There was this rally I attended a week ago about protected bike lanes and a road diet for Madison Avenue in Albany. Lots of people spoke, fortunately very briefly, as it was HOT. Afterward, this one guy apparently approached one of the speakers, expressing his objections.

As I’m riding off, this same guy says to me, “Let me ask you something.” Hey, I’m a librarian, people ask me things all the time. “I asked this other fellow ” well, something about how, if bikes were going 20 miles per hour, and cars were going 30 mph, the accidents would be worse than if bikes rode on the sidewalk and negotiated around pedestrians going 10 mph. Thus, he concluded, bicycles should ride on the sidewalk.

I told him I agreed with the other fellow he talked to. But, because he really wasn’t interested in a discussion, just agreement, I was unable to actually address the fallacies of his argument, 1) that pedestrians would be more vulnerable on the sidewalk, 2) that the bikes WOULDN’T be going 15-20 mph BECAUSE they would be avoiding pedestrians. Or, and I’ve seen this personally, some of the bikers going through pedestrian traffic, just ringing their bells or shouting for pedestrians to get out of their way, which, as a pedestrian, I hate.

One can make legitimate complaints about bike lanes, in terms of costs and priorities. “When I was a kid” is not one of those explanations that I find useful. I also couldn’t get in a mention that there are places within the city of Albany limits without sidewalks.

Then the guy said, “Don’t you people have anything better to do?” Unsurprisingly, this has NEVER a compelling talking point to me, ever, nor its variant, “you must have too much time on your hands.” Did the people who designed this Bach ball thing, or deconstruct dominoes to put on YouTube, or write a blog every day not have other, more noble pursuits to engage in?

This blog post, Outrage and The Theory of The Universal Double Standard, touches on this. Why are you more distressed about the killing of Cecil the lion than about X, or Y, or Z? Wait, can’t I be upset about Cecil AND X, Y and/or Z?

This guy at the rally continues, more animatedly, “What’s wrong with this country? They spend too much time on unimportant stuff, like that environmental crap” and a litany of other things. What? Dealing with the environment’s a waste of time? A statement just too broad to counter.

“Four Marines died the other day, and nobody’s talking about that…” Except for people all over the country, including more than a few who temporarily provided armed protection to military recruiting stations. The false narrative was jaw-dropping to me.

“Meanwhile, a black kid gets killed and everybody…” At this point I rode away, knowing full well that he believes he’s “won” the argument, whatever that means. And I don’t care.

I got lectured on my Times Union blog about the Socratic method, which I’m not opposed to. But this conversation was not that.
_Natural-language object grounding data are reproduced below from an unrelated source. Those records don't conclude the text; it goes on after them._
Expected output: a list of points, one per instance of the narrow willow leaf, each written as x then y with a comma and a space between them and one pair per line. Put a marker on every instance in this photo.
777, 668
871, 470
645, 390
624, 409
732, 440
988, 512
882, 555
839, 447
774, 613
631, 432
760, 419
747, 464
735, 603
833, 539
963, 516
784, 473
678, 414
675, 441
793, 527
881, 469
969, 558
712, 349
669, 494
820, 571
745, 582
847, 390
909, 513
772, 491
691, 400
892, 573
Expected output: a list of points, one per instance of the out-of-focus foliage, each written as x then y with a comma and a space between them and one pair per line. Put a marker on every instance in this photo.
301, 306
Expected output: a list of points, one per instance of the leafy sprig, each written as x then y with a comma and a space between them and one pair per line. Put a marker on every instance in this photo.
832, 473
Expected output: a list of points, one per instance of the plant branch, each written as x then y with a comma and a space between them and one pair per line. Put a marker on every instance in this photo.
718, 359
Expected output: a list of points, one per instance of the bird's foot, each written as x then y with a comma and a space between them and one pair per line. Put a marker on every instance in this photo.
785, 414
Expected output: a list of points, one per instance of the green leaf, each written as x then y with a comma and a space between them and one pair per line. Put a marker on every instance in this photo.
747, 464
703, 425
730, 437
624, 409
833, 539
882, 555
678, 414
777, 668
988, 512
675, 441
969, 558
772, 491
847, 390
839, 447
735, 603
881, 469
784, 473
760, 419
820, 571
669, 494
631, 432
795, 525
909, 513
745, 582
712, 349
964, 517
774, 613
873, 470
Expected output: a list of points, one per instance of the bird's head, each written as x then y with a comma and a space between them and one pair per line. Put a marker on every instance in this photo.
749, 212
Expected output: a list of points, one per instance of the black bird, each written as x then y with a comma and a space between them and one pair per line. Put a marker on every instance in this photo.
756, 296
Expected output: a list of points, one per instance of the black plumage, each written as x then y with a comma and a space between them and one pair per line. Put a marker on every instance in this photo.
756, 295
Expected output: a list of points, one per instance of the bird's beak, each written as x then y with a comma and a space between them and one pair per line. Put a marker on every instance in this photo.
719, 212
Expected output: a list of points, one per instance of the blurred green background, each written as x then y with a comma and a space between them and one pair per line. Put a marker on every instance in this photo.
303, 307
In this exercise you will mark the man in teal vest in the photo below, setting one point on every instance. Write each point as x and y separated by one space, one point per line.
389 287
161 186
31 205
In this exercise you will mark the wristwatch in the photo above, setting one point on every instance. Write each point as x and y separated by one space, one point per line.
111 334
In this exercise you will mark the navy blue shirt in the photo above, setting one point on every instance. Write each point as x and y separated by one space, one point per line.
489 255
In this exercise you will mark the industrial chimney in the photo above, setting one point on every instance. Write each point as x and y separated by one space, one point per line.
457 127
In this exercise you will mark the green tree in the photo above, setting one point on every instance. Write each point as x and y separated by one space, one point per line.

Related: I continue to be fascinated by the means people use to gather news. Recently, someone on Facebook posted something about Sandra Bland, the Chicago-area woman who died in police custody, purportedly by suicide, after an unpleasant encounter with a police officer at a traffic stop. “Did anyone know about this?” Only for the last five days. “I didn’t read anything about it on the Internet.” This librarian doesn’t think “the Internet” is a source, only a conveyance. In any case, the story was on NBC, CBS, ABC, the New York Times, USA Today, etc., including on their online platforms. The story was by no means buried.

That’s not the first time I’ve seen that phenomenon, and it’s often couched in terms of the press “suppressing” the story. I’m perfectly aware of underreported stories, and one should kvetch about that fact when it’s actually true.